Laschet muss Farbe bekennen
Die Noch-Bundeskanzlerin Angela Merkel hat sich vehement dagegen gestemmt und systematisch blockiert, jetzt ist Kanzlerkandidat und Bundesvorsitzender, Armin Laschet, an der Reihe, den mehrheitlichen Willen der Partei umzusetzen. Genau daran hat ihn Irmer in einem Brief erinnert. Hier der Wortlaut:
derzeit sind die Spitzengremien der Bundes-CDU dabei, das Wahlprogramm für die Bundestagswahl am 26. September 2021 zu formulieren. Als Kreisvorsitzender der CDU Lahn-Dill und als Bundestagsabgeordneter möchte ich mir erlauben, Sie und die Spitzen der Union dringend darum zu bitten, ein Thema aufzugreifen, das etwa sechs Millionen Menschen betrifft. Sechs Millionen, die auf Anraten des Staates eine private Altersvorsorge abgeschlossen haben, und zwar in Form unterschiedlicher Modelle, teilweise kofinanziert durch den Arbeitgeber, teilweise allein finanziert durch Beiträge aus dem bereits versteuerten Nettoeinkommen. Sie alle haben dies gemacht im Vertrauen auf die Zusagen des Staates, wonach in der Auszahlungsphase nur der halbe Beitragssatz an die gesetzliche Krankenversicherung und die Sozialversicherungsträger zu entrichten ist. Eine durchaus attraktive Anlageform.
Sie haben genau das gemacht, was wir heute erneut aktuell predigen, nämlich privat für das Alter vorzusorgen – und sie sind bitter enttäuscht worden.
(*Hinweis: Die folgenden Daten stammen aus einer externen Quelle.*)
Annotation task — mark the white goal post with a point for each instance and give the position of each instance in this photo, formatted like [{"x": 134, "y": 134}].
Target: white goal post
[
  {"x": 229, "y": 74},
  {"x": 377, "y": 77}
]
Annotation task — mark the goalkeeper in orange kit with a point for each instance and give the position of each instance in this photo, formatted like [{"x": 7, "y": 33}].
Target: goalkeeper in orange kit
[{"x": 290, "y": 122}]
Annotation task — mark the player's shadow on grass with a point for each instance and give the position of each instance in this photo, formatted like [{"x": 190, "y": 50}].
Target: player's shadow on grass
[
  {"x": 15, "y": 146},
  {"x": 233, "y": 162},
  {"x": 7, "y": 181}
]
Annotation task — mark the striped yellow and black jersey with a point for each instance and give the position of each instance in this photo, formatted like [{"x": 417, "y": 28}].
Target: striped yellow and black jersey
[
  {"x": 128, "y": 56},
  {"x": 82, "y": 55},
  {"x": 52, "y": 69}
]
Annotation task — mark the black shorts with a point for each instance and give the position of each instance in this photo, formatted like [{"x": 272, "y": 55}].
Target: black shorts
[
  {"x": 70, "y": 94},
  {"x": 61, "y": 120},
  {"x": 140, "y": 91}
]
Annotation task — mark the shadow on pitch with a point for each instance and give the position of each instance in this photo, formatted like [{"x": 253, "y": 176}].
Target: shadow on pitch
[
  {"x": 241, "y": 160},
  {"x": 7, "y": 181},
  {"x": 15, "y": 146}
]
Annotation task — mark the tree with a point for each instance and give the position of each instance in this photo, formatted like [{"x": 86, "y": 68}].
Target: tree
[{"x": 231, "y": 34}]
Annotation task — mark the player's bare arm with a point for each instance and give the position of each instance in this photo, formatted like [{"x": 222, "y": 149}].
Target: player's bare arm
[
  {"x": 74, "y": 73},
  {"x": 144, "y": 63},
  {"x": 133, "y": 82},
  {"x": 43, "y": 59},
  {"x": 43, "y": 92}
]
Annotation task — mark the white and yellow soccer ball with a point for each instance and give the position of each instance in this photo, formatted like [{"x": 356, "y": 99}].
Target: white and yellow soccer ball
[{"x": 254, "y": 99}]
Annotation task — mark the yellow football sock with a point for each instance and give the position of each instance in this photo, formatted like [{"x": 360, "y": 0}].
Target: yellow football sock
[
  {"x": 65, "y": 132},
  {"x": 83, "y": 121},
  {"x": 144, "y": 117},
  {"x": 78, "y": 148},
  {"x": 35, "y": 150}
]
In meinen Augen sind sie betrogen worden, denn der Deutsche Bundestag hat im Jahr 2004, verantwortlich damals die sozialdemokratische Gesundheitsministerin Ulla Schmidt und der heutige SPD-Kanzlerkandidat Olaf Scholz gemeinsam mit den Grünen, das sogenannte Gesundheitsmodernisierungsgesetz im Bundestag verabschieden lassen. In einer „Nacht- und Nebel-Aktion”, ausgelöst durch Horst Seehofer (CSU), stimmte die Union plötzlich noch zu, obwohl an dem Morgen der Abstimmung gefühlt 95 Prozent der Abgeordneten zumindest der Union nicht wussten, was in der Nacht verändert wurde. Ein unsägliches Verfahren zu Lasten vorausdenkender Arbeitnehmer.
Mit diesem Beschluss müssen seither rund 20 Prozent der angedachten Ersparnisse über einen Zeitraum von zehn Jahren abgeführt werden, wobei eine einmalige Abführung noch nicht einmal möglich ist für die, die das eventuell wollen. Und wenn man Pech hat, je nach Höhe der Zahlung, greift der Fiskus in Form des Finanzamtes zu und kassiert noch einmal einen zusätzlichen Betrag.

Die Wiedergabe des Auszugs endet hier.